1: I have set this cube up for a 4 player draft experience, but I easily have enough cards for 5 or 6 players, with one exception. Before a single card is drafted I hand out 6 cards to each player which I consider to be "EDH staples. This is, of course optional. Demonic Tutor Caged Sun Sol Ring Howling Mine Lightning Greaves
and Gilded Lotus
I do recommend the Lotus, and the Sol Ring, but the other four are just cards I really like. Getting a play-set+ of these cards can be tricky, but since I love all these cards anyways, It was not an issue for me.
2: After I have handed out the 6 "essentials" we draft commanders. I have 80 non-mono-colored commanders in my cube. I shuffle them, and deal 10 to each player, and then we draft them as normal.
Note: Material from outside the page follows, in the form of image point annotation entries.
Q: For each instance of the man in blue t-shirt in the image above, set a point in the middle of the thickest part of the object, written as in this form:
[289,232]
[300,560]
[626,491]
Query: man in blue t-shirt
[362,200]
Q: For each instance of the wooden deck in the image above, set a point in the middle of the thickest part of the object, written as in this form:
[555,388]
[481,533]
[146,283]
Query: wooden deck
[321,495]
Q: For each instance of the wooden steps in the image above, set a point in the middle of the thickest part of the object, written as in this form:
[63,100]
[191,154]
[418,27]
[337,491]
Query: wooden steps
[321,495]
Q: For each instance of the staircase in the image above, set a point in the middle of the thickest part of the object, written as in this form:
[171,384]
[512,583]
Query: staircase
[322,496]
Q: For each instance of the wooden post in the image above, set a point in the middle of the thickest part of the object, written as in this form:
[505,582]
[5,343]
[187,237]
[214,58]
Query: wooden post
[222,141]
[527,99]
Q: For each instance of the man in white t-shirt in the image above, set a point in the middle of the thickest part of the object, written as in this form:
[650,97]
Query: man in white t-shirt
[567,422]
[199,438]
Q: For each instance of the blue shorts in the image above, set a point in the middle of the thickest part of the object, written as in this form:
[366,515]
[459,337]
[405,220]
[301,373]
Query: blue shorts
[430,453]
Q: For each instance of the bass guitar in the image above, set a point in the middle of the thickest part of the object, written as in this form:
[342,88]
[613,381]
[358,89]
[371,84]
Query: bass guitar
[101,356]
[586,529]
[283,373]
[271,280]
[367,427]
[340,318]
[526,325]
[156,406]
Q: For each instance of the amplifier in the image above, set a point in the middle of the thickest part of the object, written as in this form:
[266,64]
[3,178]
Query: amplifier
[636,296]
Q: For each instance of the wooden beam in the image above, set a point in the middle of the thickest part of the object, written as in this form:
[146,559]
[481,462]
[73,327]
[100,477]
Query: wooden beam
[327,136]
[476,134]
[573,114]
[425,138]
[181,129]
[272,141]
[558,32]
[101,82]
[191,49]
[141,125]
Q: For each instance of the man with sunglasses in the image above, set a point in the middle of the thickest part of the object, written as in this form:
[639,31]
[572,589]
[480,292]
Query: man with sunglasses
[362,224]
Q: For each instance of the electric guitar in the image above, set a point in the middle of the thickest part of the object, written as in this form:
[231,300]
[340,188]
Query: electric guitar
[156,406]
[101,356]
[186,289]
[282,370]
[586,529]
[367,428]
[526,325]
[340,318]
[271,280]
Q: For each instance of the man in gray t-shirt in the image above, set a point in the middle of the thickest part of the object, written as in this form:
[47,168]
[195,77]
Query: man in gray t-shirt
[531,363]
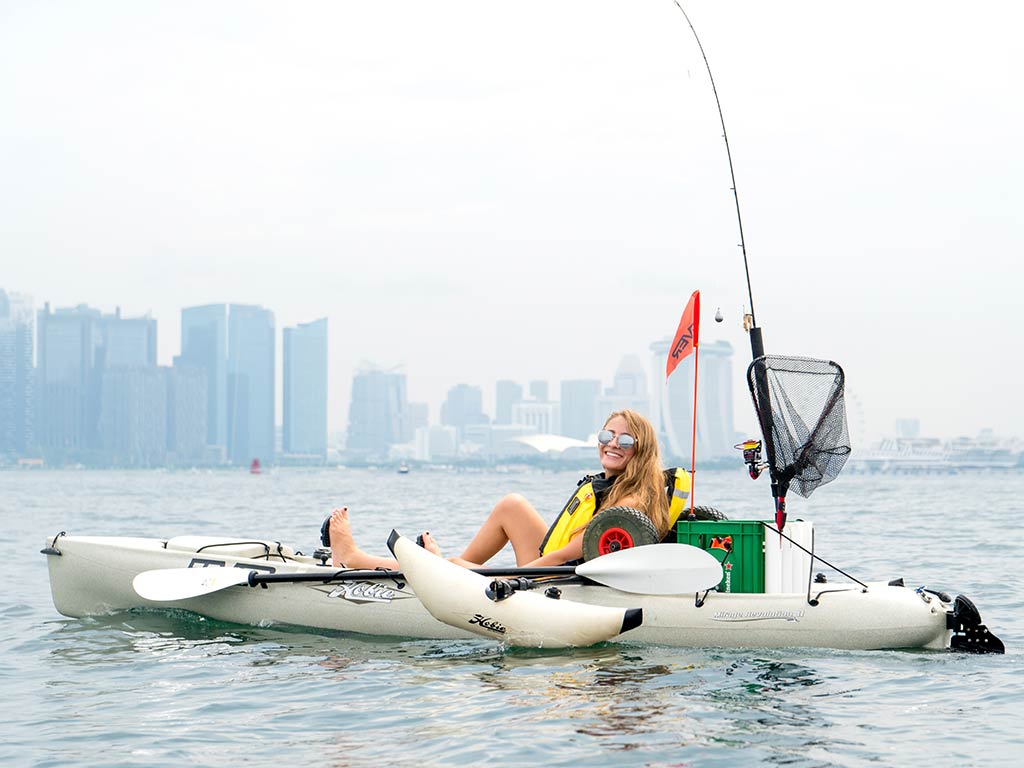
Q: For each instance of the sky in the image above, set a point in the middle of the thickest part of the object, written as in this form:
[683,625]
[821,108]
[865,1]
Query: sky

At this point each player has 10 commanders to choose from, which gives them versatility, in the draft (at least early on) and ensures that every player has at-least 1 commander they like. My commander list is varied. I have EDH staples, to old legends cards like a complete set of Elder Dragon Legends, to which the format is named. Some commanders are just absurd like Phelddagrif
In case my friends are looking for "Hippo Beat-Down" bragging rights.
3: I have a 15 or so card "guild pack for every 2 color combination, plus 1 large one for tri-color commanders. They contain dual lands, and multi colored spells that I think would be useful to someone building an edh deck in that "guild."
After commanders are drafted, I lay them all out in stacks, and we take turns picking one. This helps ensure that every player gets the proper amount of mana-fixers for their aspiring colors, and prevents us from having to draft a ton of dual lands. The large 3 color "guild pack" just has tons of mana fixers, and 3+ color spells, and creatures. No player actually picks it, but we all can take cards from it at the end of the draft if we feel our deck needs something still. There are duplicates of most of the mediocre dual-lands, in case you are in some colors you didn't get a guild pack for.
4: After guild packs are handed out, every player has a pretty good idea of their colors, and strategy, and they have 21 cards, mostly mana-fixers to help them on their way. We typically draft 80 cards next, so thats 320 cards. I have 80 or so great edh cards for each color. I make 16 packs of 20 cards, with 4 (random) cards of each color in each pack. This assures no color is under-represented, and since my cube is much bigger than the amount of cards we draft, each draft is unique.
5: Lastly we draft a small pack of artifacts, and lands. I have 40 artifacts, and 20 non-basic lands. These are not mana-fixer lands, they are legendary lands mostly, with wonky effects, power lands like Maze of Ith
and artifacts that are fun in a multi player environment like Helvault
I make 4 packs with 5 artifacts, and 1 land in each, and we draft them last.
I know drafting 96 cards seems like an absurd waste of time, but I assure you it goes faster in this format, as every-one creates a definitive strategy from the beginning. After we build our decks, the entire draft/creation should take about 90-120 minutes. Then we play 4 player games with our decks for a couple hours, dismantle the decks, and call it a night.
Obviosly this cube still works without 99 card decks, but I wouldn't draft to less than 60 card decks because the mana curve in a multi player format is pretty high. I also recommend draftin alot more cards in relation to the size of the intended decks, because of mana restrictions in EDH. The commanders could easily be removed from the equation, and then it's just a multi-player centered cube.
I must say, building this cube was difficult, time consuming, and expensive. There's about 600$ in card in it. It wasn't easy, but it was fun, and rewarding in it's own way.